Shrillita has valiantly trod into work every day, sharing her germs with us all. This is something we admire. I overheard three cow-workers discussing how they can repay her for her dogged determination to spread her cold with the world. It is difficult to find just the right gift to express such strong emotion. It isn't just that she coughs, sneezes and exhales into the air we breathe. She goes the extra mile. She insists on using everyone else's phone, to plant germs strategically where you almost can't avoid coming into contact with them. She picks up our pens, chews on them, then leaves them on our desks. Her quest to share is, in a word, inspiring.

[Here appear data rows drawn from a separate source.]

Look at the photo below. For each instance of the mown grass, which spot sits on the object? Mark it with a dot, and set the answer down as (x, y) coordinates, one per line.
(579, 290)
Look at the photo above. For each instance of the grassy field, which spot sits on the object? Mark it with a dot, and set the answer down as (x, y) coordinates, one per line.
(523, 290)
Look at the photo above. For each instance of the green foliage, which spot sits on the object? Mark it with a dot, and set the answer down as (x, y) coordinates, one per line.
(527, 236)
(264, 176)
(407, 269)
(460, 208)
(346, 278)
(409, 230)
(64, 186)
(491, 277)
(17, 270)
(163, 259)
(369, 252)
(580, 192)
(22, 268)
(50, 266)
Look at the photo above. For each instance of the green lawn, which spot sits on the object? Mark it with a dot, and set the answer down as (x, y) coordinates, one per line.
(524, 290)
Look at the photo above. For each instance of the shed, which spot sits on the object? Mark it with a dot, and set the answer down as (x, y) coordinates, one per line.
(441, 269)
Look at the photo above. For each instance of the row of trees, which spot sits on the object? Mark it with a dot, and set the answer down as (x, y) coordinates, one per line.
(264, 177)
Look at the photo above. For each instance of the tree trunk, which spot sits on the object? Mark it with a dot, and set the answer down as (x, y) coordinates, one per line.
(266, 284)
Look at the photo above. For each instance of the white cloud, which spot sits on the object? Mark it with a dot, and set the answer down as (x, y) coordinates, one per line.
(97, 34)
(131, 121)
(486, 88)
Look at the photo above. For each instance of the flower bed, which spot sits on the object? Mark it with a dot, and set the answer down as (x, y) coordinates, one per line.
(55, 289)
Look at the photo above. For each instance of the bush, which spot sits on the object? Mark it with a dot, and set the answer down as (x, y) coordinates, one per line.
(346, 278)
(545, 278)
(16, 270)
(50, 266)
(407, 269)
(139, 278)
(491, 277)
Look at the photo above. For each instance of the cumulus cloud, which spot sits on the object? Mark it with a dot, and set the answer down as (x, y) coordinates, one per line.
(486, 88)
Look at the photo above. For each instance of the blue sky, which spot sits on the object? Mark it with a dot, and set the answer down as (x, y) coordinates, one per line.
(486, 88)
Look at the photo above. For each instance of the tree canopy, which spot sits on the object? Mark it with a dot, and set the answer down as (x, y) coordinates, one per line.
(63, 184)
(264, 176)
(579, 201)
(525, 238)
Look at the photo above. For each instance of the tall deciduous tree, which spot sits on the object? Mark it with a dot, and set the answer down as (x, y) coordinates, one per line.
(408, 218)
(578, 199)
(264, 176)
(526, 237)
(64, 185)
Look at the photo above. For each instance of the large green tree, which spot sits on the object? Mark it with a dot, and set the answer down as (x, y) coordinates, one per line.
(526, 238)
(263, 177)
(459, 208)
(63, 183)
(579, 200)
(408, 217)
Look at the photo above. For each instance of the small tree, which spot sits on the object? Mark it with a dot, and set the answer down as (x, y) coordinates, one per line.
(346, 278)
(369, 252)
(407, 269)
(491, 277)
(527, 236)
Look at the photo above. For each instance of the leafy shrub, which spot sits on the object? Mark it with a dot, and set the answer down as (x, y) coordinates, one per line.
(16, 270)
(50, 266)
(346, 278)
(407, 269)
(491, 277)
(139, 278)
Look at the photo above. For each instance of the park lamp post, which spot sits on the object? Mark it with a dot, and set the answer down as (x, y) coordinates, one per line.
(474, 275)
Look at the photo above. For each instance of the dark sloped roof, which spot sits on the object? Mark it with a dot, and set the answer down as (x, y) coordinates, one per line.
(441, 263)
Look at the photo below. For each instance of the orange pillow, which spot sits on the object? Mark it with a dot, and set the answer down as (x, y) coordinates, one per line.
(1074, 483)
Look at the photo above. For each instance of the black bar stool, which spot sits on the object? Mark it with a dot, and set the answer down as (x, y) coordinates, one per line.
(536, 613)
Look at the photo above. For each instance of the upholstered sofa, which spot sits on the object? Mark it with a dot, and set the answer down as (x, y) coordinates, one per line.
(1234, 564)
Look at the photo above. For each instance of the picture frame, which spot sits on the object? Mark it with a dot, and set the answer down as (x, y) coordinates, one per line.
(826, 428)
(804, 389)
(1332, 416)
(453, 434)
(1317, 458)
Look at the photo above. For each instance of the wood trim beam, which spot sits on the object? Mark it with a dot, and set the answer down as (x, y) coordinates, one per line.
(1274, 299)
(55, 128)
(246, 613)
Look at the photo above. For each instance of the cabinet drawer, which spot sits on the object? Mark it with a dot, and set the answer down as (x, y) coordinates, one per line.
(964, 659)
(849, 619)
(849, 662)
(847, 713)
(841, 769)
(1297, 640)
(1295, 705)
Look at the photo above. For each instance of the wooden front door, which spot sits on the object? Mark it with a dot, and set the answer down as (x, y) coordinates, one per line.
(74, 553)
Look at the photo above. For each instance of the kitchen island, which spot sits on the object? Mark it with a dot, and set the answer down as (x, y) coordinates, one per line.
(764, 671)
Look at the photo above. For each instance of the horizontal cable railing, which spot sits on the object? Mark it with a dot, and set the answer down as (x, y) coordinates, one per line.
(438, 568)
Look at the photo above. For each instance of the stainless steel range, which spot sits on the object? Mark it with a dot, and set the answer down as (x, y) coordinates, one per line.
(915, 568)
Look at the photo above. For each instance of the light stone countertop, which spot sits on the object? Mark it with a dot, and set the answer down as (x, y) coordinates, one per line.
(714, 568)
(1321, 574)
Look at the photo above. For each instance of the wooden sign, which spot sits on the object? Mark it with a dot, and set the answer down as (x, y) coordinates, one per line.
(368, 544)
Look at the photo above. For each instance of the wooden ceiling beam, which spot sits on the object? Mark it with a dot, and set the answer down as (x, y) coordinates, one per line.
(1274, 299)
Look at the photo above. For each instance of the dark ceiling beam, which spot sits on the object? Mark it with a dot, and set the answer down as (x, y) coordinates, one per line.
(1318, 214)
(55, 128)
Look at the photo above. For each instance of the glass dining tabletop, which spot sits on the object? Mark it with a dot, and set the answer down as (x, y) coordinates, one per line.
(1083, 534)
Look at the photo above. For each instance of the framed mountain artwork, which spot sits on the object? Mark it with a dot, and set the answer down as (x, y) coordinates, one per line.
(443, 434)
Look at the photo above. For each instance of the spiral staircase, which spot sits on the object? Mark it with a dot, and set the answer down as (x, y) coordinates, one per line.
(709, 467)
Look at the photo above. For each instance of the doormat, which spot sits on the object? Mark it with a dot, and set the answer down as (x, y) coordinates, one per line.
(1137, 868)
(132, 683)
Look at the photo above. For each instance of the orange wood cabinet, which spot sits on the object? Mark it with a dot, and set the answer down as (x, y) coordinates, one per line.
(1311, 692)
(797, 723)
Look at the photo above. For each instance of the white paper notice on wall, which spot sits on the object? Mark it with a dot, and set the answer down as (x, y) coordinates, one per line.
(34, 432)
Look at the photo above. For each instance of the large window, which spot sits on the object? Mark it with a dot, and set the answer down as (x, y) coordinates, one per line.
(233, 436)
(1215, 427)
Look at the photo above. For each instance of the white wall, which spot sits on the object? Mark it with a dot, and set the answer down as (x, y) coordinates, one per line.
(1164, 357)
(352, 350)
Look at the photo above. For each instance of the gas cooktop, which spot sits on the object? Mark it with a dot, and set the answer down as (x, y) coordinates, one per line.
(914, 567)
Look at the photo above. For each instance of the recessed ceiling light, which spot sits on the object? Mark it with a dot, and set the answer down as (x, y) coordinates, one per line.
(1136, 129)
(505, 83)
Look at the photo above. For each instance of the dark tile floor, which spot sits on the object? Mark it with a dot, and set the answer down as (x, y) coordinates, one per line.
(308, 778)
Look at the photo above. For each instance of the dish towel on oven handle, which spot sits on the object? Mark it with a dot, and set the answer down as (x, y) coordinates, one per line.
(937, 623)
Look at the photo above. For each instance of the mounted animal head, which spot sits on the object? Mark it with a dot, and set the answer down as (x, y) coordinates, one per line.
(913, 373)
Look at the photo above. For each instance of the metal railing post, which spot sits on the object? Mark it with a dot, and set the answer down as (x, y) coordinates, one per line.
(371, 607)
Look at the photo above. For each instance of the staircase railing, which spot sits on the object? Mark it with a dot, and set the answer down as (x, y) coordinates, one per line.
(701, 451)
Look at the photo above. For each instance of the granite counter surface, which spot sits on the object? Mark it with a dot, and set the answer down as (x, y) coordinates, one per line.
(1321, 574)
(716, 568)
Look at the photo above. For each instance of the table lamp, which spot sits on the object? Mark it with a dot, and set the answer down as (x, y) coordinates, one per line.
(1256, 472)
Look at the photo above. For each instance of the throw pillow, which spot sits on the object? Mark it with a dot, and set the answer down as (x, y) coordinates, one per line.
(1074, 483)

Friday, six of us managed to sneeze at once. It was a veritable sneeze choir.
The Boss (He-Who-Signs-My-Paycheque) is now developing the dreaded "Cold." He is scheduled to attend meetings across Alberta for the last two weeks of this month. With any luck at all, he'll be able to transmit "the Cold" province-wide.
Flu pandemic? Sounds like Mother Earth's plan to add a little chlorine to the gene pool.
Mood Swing Rating - Mildly amused: 6 coughs per hour Peeves
"An out-of-control patient crawled from the back of a city ambulance into the driver's seat and – with lights and sirens blaring – led police on a high-speed chase early yesterday," reports the Edmonton Sun on Tues Jan 2/07. The patient, who reportedly o'd and may be in his mid-40's, became "extremely violent and dangerous," got past both paramedics and drove the ambulance from the Shaw Conference Centre to 195 Ave and 82 Street (near CFB Edmonton) where he drove the ambulance off road, crashed into a gate, and ran out into a field.
Luckily, both paramedics are fine.
The kicker is, this happens once or twice a year. Maybe not as far as this guy got, but still. It goes to show what can happen in a really good economy, doesn't it? The patient's mother must be so proud.